Nie jest to sport tak popularny jak piłka nożna, aby można było z tego żyć. Są oczywiście ludzie pracujący dla różnych firm modelarskich, lecz jest ich niewielu. Nawet najlepsi zawodnicy na świecie nie traktują tego jako swoją pracę. Jeśli będę miał taką możliwość i nadal będzie mnie to rozwijało i sprawiało przyjemność jak dotychczas, to owszem, będzie to nieodłączną częścią mojego życia.
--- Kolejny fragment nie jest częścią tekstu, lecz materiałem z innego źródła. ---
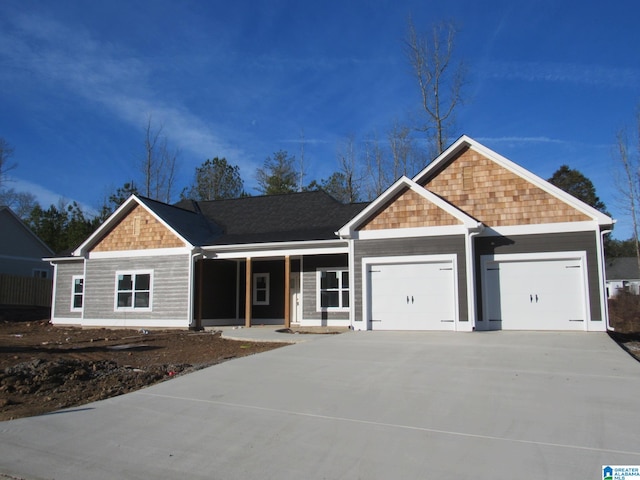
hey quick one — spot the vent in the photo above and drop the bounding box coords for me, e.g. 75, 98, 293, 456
463, 166, 473, 190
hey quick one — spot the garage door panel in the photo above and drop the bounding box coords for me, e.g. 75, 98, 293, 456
369, 260, 456, 331
482, 255, 587, 331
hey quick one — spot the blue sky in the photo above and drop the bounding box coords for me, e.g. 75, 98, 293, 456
0, 0, 639, 238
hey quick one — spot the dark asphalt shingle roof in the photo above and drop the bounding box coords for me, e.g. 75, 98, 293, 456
136, 196, 222, 246
167, 191, 368, 246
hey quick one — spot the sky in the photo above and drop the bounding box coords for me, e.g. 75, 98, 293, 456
0, 0, 639, 238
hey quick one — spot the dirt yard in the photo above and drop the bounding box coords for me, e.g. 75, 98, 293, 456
0, 319, 288, 421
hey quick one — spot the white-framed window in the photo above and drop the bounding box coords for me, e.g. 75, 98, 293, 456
317, 269, 349, 311
253, 273, 270, 305
71, 275, 84, 312
115, 270, 153, 311
33, 269, 49, 279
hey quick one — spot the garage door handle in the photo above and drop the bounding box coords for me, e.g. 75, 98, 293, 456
407, 296, 409, 304
411, 296, 414, 304
536, 294, 539, 303
530, 294, 533, 303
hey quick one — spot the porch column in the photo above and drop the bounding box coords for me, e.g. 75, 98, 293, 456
245, 257, 252, 328
284, 255, 291, 328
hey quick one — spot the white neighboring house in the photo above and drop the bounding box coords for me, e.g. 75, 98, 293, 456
0, 206, 54, 279
605, 257, 640, 298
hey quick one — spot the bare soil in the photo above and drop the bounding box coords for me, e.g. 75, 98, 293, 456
0, 319, 287, 421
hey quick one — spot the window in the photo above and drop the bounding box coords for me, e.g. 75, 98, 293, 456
253, 273, 270, 305
317, 269, 349, 311
71, 275, 84, 311
33, 269, 49, 279
115, 271, 152, 311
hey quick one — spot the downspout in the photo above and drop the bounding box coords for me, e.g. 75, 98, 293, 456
189, 247, 204, 330
465, 223, 484, 331
599, 228, 613, 331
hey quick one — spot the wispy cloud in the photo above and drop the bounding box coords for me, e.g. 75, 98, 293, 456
0, 11, 247, 167
483, 61, 640, 88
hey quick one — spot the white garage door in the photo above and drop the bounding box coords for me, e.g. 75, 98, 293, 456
368, 259, 456, 330
481, 254, 588, 331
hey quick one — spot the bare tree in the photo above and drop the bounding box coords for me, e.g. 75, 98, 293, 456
336, 134, 361, 203
140, 117, 179, 203
298, 129, 306, 192
362, 131, 389, 200
405, 18, 465, 157
0, 137, 16, 192
388, 119, 424, 178
614, 108, 640, 268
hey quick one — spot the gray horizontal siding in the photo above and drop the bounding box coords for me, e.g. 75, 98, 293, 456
84, 255, 190, 322
53, 261, 84, 319
353, 235, 468, 324
475, 231, 602, 321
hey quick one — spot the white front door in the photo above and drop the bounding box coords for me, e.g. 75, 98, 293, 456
480, 253, 588, 331
368, 259, 456, 330
289, 272, 301, 324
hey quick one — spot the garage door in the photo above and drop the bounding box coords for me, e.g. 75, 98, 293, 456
368, 260, 456, 330
481, 254, 587, 330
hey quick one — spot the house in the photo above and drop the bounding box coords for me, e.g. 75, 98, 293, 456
0, 206, 54, 278
48, 135, 614, 331
605, 257, 640, 297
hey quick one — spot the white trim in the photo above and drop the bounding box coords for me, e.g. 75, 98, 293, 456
209, 244, 348, 260
88, 247, 191, 259
252, 272, 270, 305
479, 251, 592, 331
352, 225, 470, 240
51, 318, 189, 328
361, 254, 459, 331
114, 269, 154, 312
73, 195, 191, 256
347, 239, 355, 327
316, 268, 350, 313
70, 275, 84, 313
50, 262, 59, 322
46, 256, 84, 263
413, 135, 614, 226
480, 221, 601, 237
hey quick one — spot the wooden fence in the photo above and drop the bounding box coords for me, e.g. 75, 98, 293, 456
0, 274, 53, 307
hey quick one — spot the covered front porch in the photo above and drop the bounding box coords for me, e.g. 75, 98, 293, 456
190, 247, 350, 330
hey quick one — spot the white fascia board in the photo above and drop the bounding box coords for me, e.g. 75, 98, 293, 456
88, 247, 192, 259
352, 224, 469, 240
73, 195, 192, 257
46, 256, 85, 263
203, 239, 348, 259
413, 135, 614, 227
480, 221, 601, 237
337, 176, 480, 237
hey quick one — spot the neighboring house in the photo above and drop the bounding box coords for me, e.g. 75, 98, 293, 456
48, 136, 614, 331
0, 206, 54, 278
605, 257, 640, 297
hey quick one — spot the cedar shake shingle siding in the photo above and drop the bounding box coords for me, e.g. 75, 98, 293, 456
422, 147, 591, 226
92, 204, 185, 252
358, 187, 462, 231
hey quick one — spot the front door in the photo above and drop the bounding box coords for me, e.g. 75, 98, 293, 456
290, 272, 302, 324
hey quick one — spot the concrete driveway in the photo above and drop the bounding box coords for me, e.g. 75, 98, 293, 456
1, 331, 639, 480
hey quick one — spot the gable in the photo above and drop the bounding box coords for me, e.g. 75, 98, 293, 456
358, 187, 462, 231
421, 146, 591, 227
0, 208, 53, 257
91, 204, 185, 252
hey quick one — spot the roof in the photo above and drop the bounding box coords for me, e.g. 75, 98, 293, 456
605, 257, 640, 281
175, 191, 368, 245
0, 205, 55, 256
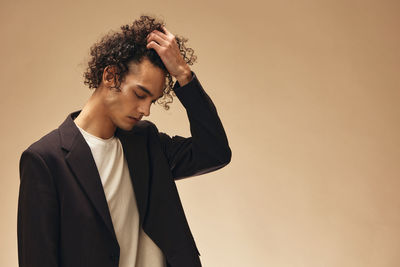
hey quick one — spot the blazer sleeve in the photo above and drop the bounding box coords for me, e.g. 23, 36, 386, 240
157, 71, 232, 180
17, 149, 60, 267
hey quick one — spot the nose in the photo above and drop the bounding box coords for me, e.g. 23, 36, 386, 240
138, 102, 151, 117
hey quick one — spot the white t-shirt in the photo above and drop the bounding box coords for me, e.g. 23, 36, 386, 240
75, 122, 167, 267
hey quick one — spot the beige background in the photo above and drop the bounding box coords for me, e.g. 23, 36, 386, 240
1, 0, 399, 266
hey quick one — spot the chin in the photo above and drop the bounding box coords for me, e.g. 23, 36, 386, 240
113, 116, 138, 131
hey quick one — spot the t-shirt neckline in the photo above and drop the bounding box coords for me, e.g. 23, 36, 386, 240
74, 121, 116, 143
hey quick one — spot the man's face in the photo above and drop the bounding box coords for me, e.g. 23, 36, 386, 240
104, 58, 165, 131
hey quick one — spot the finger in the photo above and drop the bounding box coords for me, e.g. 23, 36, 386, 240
151, 30, 168, 41
147, 32, 168, 46
161, 26, 173, 38
146, 41, 164, 54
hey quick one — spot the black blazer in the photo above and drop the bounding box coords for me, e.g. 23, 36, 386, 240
17, 72, 231, 267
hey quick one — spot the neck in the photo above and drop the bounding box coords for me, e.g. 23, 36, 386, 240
74, 89, 116, 139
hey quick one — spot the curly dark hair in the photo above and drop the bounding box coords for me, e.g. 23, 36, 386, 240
83, 15, 197, 110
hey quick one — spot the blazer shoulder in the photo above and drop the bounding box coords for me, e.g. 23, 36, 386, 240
117, 119, 158, 137
136, 119, 156, 129
22, 128, 61, 160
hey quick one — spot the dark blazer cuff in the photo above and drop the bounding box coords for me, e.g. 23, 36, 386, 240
172, 71, 208, 111
172, 71, 197, 91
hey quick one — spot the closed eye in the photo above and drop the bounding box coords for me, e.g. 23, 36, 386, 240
135, 90, 161, 104
135, 92, 146, 99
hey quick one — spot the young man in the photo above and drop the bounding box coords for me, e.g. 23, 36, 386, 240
17, 15, 231, 267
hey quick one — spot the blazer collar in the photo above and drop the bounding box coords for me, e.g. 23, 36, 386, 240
58, 110, 150, 243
Jednak od około 2 lat nie widzę już niestety takiego wzrostu umiejętności jak to bywało wcześniej. Nie wpływa to mobilizująco, ale może jest spowodowane zbyt dużym natłokiem innych spraw. Ten rok będę musiał trochę odpuścić z powodu matury, a dalej zobaczymy.

 

Teraz najbliższe zawody to 25th FAI World Radio Controlled F3A Aeromodelling Championship Ezeiza  w Argentynie. Pojawisz się na nich?

 

Niestety nie. Są to Mistrzostwa Świata, i do tego dość daleko. Przez pewien czas była koncepcja abyśmy tam pojechali, jednak nie dostaniemy dofinansowania z aeroklubu, a przelot samolotem jest bardzo drogi, szczególnie jeśli chodzi o transport samolotów. Do tego musiałbym zrezygnować ze szkoły na 3 tygodnie, a mój tata z pracy. Dlatego postanowiliśmy, iż nie weźmiemy w nich udziału.

 

Na pewno zdarzają się momenty załamania. Stres, nie te punkty, nie to miejsce… Jak sobie z tym radzisz?

 

Staram się zapomnieć o nich i jakoś wytłumaczyć to niepowodzenie, myślę o tym, że następnym razem na pewno będzie lepiej i staram się zmobilizować.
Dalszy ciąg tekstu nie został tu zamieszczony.